I. Reproduksi Seksual – Perkembangan Embrio


Perkembangan Sporofit, setelah pembuahan, zigot membelah untuk membentuk embrio
multiseluler yang tetap melekat pada arkegonium. Massa sel memanjang dari leher arkegonium
dan berdiferensiasi menjadi primordium akar dan primordium pucuk (Gambar 10). Sampai daun
(ental) menjadi mampu mendukung kebutuhan energi sporofit, sporofit tetap melekat pada
arkegonium gametofit oleh kelompk sel (Gambar 11). Banyak komponen gametofit dipecah dan
diserap oleh sporofit selama proses ini, sehingga gametofit benar-benar layu saat sporofit tumbuh.
Oleh karena itu, sporofit dapat dianggap sebagai parasit sementara pada gametofit.
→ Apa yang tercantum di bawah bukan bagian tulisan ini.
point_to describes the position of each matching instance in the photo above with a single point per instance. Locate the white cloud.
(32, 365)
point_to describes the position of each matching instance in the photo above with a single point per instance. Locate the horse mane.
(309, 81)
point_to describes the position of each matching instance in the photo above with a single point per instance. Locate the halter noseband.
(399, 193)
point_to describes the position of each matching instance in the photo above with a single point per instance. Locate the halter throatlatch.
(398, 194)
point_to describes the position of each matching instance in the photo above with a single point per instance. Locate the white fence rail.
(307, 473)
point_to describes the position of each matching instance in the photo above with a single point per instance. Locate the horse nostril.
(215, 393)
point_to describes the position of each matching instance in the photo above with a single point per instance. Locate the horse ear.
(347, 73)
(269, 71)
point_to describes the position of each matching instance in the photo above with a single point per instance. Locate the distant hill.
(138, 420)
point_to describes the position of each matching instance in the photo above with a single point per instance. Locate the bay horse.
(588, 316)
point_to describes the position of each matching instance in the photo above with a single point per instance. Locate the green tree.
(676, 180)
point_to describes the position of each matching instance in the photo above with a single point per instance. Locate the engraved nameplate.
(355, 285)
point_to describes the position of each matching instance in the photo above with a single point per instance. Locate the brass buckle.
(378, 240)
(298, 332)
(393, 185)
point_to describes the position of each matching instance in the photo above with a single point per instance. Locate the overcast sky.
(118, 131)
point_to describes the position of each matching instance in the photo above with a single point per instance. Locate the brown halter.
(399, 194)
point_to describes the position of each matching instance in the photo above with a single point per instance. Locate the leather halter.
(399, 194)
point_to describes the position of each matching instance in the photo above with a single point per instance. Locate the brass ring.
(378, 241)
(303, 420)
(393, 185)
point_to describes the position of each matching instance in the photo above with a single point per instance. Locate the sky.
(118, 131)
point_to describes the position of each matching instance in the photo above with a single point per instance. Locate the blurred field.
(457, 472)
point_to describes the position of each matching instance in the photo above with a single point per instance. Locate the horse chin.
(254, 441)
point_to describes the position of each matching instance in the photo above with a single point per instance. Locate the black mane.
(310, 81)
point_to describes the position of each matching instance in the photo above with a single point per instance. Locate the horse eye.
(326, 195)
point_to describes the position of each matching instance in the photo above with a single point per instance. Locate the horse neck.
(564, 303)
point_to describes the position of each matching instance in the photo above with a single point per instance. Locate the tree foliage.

Gametofit pada
akhirnya akan degenerasi sepenuhnya, meninggalkan sporofit sebagai organisme independen.
Daun pertama (ental pertama) sporofit biasanya tidak berbentuk daun dewasa, dan pada banyak
spesies berbentuk mirip hati. Setiap daun selanjutnya memiliki bentuk yang lebih menyerupai
bentuk dewasa hingga terbentuk daun khas dewasa. Akhirnya pangkal pucuk akan membentuk
pertumbuhan yang berkembang menjadi rimpang atau batang dalam tanah yang memanjang ke
samping dan dapat membentuk sporofit baru melalui reproduksi aseksual.